This is pretty neat! I am praying for the success!
BALTIMORE, Maryland (AP) -- Nick Anderson's arm is paralyzed and without feeling in places after a car accident nearly a year ago that also took one of his legs.
Doctors at Johns Hopkins Hospital hope a rare nerve implant Thursday from the 19-year-old's mother will help restore use of his left hand.
"If they had a way of cutting off my arm and putting it on him, I would have done that," said Frankie Anderson, 40, who had nerve segments removed Tuesday from each arm and leg. She will have permanent numbness in small patches on each elbow and foot, doctors said.
Nick Anderson's left arm no longer has an elbow joint, and two of the three main nerves have been severed.
If the nerve segments are transplanted successfully, doctors will know in three to four months if the graft has taken hold, and in a year to 18 months if use of the arm has been regained, said Dr. Allan Belzberg, who will perform the surgery.
Such surgeries are rare, but they are increasing, and raising hopes of saving limbs that previously would have been lost. Donations from cadavers are more common.
Dr. Susan McKinnon performed the first live donor surgery in 1993 at Barnes Jewish Hospital in St. Louis, and has since performed seven or eight nerve transplants, with some function restored in most cases, Belzberg said.
Since then, surgeons in Houston also transplanted nerves in 2000 from a mother to her 8-month-old son, who had the nerves in his left shoulder torn during birth.

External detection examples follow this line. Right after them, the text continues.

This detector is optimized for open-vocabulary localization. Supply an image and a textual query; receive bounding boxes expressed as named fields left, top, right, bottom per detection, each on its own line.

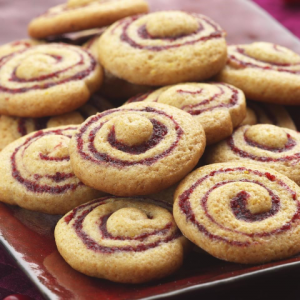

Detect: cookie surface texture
left=0, top=126, right=103, bottom=214
left=28, top=0, right=148, bottom=38
left=240, top=100, right=297, bottom=130
left=217, top=42, right=300, bottom=105
left=0, top=44, right=103, bottom=117
left=55, top=197, right=188, bottom=283
left=70, top=103, right=205, bottom=196
left=206, top=124, right=300, bottom=184
left=174, top=162, right=300, bottom=264
left=98, top=11, right=227, bottom=86
left=128, top=83, right=246, bottom=145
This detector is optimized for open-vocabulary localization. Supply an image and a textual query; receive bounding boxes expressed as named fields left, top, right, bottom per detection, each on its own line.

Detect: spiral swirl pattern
left=99, top=11, right=227, bottom=85
left=0, top=126, right=102, bottom=214
left=174, top=162, right=300, bottom=263
left=217, top=42, right=300, bottom=105
left=70, top=103, right=205, bottom=196
left=55, top=197, right=187, bottom=283
left=127, top=83, right=246, bottom=144
left=0, top=44, right=102, bottom=117
left=207, top=124, right=300, bottom=183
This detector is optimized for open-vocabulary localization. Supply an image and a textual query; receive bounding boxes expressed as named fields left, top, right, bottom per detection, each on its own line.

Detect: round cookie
left=217, top=42, right=300, bottom=105
left=240, top=100, right=297, bottom=130
left=206, top=124, right=300, bottom=184
left=83, top=35, right=152, bottom=105
left=128, top=83, right=246, bottom=145
left=0, top=44, right=103, bottom=117
left=28, top=0, right=148, bottom=38
left=70, top=102, right=205, bottom=196
left=98, top=11, right=227, bottom=86
left=0, top=125, right=103, bottom=214
left=55, top=197, right=189, bottom=283
left=173, top=162, right=300, bottom=264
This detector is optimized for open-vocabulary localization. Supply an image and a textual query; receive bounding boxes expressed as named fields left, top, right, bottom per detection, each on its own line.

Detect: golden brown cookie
left=0, top=44, right=103, bottom=117
left=0, top=125, right=103, bottom=214
left=127, top=83, right=246, bottom=145
left=55, top=197, right=188, bottom=283
left=98, top=11, right=227, bottom=86
left=206, top=124, right=300, bottom=184
left=240, top=100, right=296, bottom=130
left=174, top=162, right=300, bottom=264
left=217, top=42, right=300, bottom=105
left=28, top=0, right=148, bottom=38
left=70, top=102, right=205, bottom=196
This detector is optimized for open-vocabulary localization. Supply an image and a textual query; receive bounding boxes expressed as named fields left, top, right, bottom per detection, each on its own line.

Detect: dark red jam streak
left=247, top=101, right=278, bottom=125
left=179, top=85, right=238, bottom=116
left=76, top=107, right=183, bottom=167
left=18, top=117, right=49, bottom=136
left=10, top=127, right=83, bottom=194
left=127, top=91, right=157, bottom=104
left=227, top=130, right=300, bottom=162
left=107, top=119, right=168, bottom=154
left=64, top=197, right=181, bottom=253
left=228, top=48, right=300, bottom=74
left=0, top=49, right=97, bottom=94
left=244, top=131, right=297, bottom=153
left=179, top=167, right=300, bottom=247
left=120, top=16, right=224, bottom=51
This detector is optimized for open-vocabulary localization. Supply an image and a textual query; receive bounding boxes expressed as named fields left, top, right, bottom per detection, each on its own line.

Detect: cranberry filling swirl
left=70, top=103, right=205, bottom=196
left=228, top=42, right=300, bottom=75
left=174, top=162, right=300, bottom=263
left=55, top=197, right=187, bottom=283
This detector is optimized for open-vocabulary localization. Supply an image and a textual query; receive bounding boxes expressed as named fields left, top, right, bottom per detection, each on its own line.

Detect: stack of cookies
left=0, top=0, right=300, bottom=283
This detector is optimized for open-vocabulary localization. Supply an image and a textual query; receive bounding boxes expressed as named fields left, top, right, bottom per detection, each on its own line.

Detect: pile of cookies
left=0, top=0, right=300, bottom=283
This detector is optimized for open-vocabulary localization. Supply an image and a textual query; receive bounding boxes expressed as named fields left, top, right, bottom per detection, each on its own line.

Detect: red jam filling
left=64, top=197, right=181, bottom=253
left=119, top=16, right=223, bottom=51
left=179, top=167, right=300, bottom=247
left=76, top=107, right=183, bottom=167
left=108, top=119, right=168, bottom=154
left=0, top=49, right=97, bottom=94
left=227, top=134, right=300, bottom=162
left=10, top=127, right=83, bottom=194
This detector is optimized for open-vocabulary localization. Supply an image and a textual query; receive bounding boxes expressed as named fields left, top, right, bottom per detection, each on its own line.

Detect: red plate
left=0, top=0, right=300, bottom=300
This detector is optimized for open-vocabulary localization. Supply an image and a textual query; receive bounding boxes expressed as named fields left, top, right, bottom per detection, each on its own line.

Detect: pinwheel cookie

In January, a Connecticut man had nerves from his mother implanted at Monmouth Medical Center in New Jersey to help reverse paralysis of his right arm.
In some cases, grafts can be taken from other parts of the body, but in Anderson's case, the loss of his leg meant there wasn't enough donor nerve to use, Belzberg said.
Anderson also will need to take anti-rejection drugs to prevent his body from rejecting the transplanted nerves.
But the 19-year-old had a brain tumor removed two years ago, and Belzberg said there were concerns that the immunosuppressant drugs might affect his ability to fight off a recurrence of the tumor.
Anderson will not have to take the anti-rejection drugs permanently because the donated nerves act only as a scaffold, or conduit, on which his own nerve cells will grow. Once they have overgrown the donated nerve cells, the drugs can be stopped and his body will remove the foreign, donated nerve cells, Belzberg said.
Family members say they have been told the surgery has a 50 percent chance of success.
I don't think Mz has seen that one yet. But man, that sounds scray to me: "But the 19-year-old had a brain tumor removed two years ago, and Belzberg said there were concerns that the immunosuppressant drugs might affect his ability to fight off a recurrence of the tumor."